When I Die, Bury Me with My Eyes Open
I.
We all enter the world by leaving somewhere else behind. My mother tells me even before I could crawl, I was trying to walk. My coach once told me I moved like a deer - quick and without stopping. I have never not been running to somewhere else.
Have you ever seen a deer, dead, split down the center of the road? Cars move by without stopping. This is not unusual where I am from. I see this as a child, face pressed to the glass. Nothing scared me then. I had touched the split wing of a dead bird; I ferried centipedes from one side of the yard to another.
But the deer.
The flies had burrowed into the open, gaping wound of a side. They were the darkest black I had ever seen and moved in mass, in and out of the holes broken from the skin. The maggots, the moving color of bone. We lived in a place where the summers were mild but long and the deer lived on that road for a week without anything or anyone to wash it away.
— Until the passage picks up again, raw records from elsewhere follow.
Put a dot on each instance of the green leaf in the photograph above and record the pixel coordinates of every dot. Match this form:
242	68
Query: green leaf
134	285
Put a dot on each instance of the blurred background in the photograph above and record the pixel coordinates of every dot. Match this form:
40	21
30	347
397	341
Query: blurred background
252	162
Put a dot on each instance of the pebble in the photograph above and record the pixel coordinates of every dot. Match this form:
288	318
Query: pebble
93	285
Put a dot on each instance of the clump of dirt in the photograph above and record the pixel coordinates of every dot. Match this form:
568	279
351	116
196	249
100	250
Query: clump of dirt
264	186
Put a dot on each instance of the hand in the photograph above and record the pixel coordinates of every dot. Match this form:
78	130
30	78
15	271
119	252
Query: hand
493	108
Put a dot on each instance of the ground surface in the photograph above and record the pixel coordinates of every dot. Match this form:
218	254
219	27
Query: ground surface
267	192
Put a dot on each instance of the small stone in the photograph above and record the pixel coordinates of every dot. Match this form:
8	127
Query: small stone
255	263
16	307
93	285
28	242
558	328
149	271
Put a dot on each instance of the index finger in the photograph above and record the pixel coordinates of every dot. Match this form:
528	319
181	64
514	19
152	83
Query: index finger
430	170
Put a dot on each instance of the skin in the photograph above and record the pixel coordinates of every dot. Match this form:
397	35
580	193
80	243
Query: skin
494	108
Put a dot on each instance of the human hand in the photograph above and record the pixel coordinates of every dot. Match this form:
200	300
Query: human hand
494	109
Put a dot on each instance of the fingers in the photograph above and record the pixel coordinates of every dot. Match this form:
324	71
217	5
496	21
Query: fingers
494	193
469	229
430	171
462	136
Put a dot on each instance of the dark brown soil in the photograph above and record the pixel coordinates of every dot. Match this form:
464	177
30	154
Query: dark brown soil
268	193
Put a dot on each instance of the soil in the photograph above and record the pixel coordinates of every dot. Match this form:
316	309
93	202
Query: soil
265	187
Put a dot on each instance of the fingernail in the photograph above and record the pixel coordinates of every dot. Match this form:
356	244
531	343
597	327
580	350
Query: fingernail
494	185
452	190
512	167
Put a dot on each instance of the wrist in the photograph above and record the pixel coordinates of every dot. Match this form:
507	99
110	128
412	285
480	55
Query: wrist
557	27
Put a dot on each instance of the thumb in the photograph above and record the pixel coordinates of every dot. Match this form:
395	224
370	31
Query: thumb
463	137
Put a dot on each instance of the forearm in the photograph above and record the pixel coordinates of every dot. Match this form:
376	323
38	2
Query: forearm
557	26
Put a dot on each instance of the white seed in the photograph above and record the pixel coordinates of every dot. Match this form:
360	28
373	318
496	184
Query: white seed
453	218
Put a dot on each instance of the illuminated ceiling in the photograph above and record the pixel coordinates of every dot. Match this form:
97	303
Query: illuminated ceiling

I have avoided making eye contact with dead deer since; I turn my eyes away, ashamed of the natural end of things.
I am not brave anymore. I shy from bugs and turn away at the sight of broken birds. I am also not close to home anymore. I live now where rivers meet oceans, where my neighborhood roads become flood zones; I have run so far that there is nowhere else to go. I do not know if there is a correlation, but I know both things are true.
Perhaps in this way, I have broken off a fragment of who I was, sacrificing it for the person I became. Perhaps, if I had known this would happen, I wouldn’t have drifted so far from where deer danced in my backyard. Perhaps, I would have stayed closer to home.
Sometimes here, there is rain, and even when it is violent, it is baptismal. Sometimes, I can be still. It may kill me one day, but sometimes, I sit outside and look directly into the eye of the storm.
II.
I first came into this world on a headfirst dive out of the last. There’s little about physics that makes sense to me except for this: no actions disappear, but rather change in form. My own father was 18 when he decided he’d had enough of his last world. He tore out of Huntsville at the first chance he got—pried open its maw from inside, propped open the jaw like Atlas.
I like to think that’s where I am now, decades upon decades later, dripping wet with its spit.
Passing through somewhere outside of Shreveport, I spot a dead hog on the side of the road. Blink and you would’ve missed it, but there it is—thick neck stiff and broken, his head now permanently whipped back towards the way he came from. And for a second, blinking, I think of my dead dog. One of them, anyway.
Charlie was the family escape artist, gnawing apart wooden fence posts and bolting towards the neighbors’ cats. Charlie performed his final act when Dad evacuated for Isaac, his usual prop replaced with the fence of the house they were in while ours sat in 18 inches of water. Charlie sprinted past the house with my dad on his tail, who thought he knew the act beat by beat. And he did, they both did, really. The dog just didn’t know what a highway was, couldn’t account for its presence in the show. And you couldn’t blame him—he was no Houdini, only fur and kinetic force, then ribs splayed out in morning traffic.
Dad says the cars just kept coming, or that they couldn’t stop.
Charlie is buried in Dad’s old backyard, body laid on his side, eyes now decayed that once pointed towards the Earth. I wonder if that place, the place the hog’s head is now bent towards, points in that same direction somehow, compass-like, knowing. I wonder if that’s where I look now, turning behind to see the cars behind me, questioning their motives.
I wonder what would happen if I looked that hog in its dead eyes, if it would answer me here. I wonder if I hit that hog, somewhere, once, long ago. Wonder if I did it on purpose. Wonder if I couldn’t stop.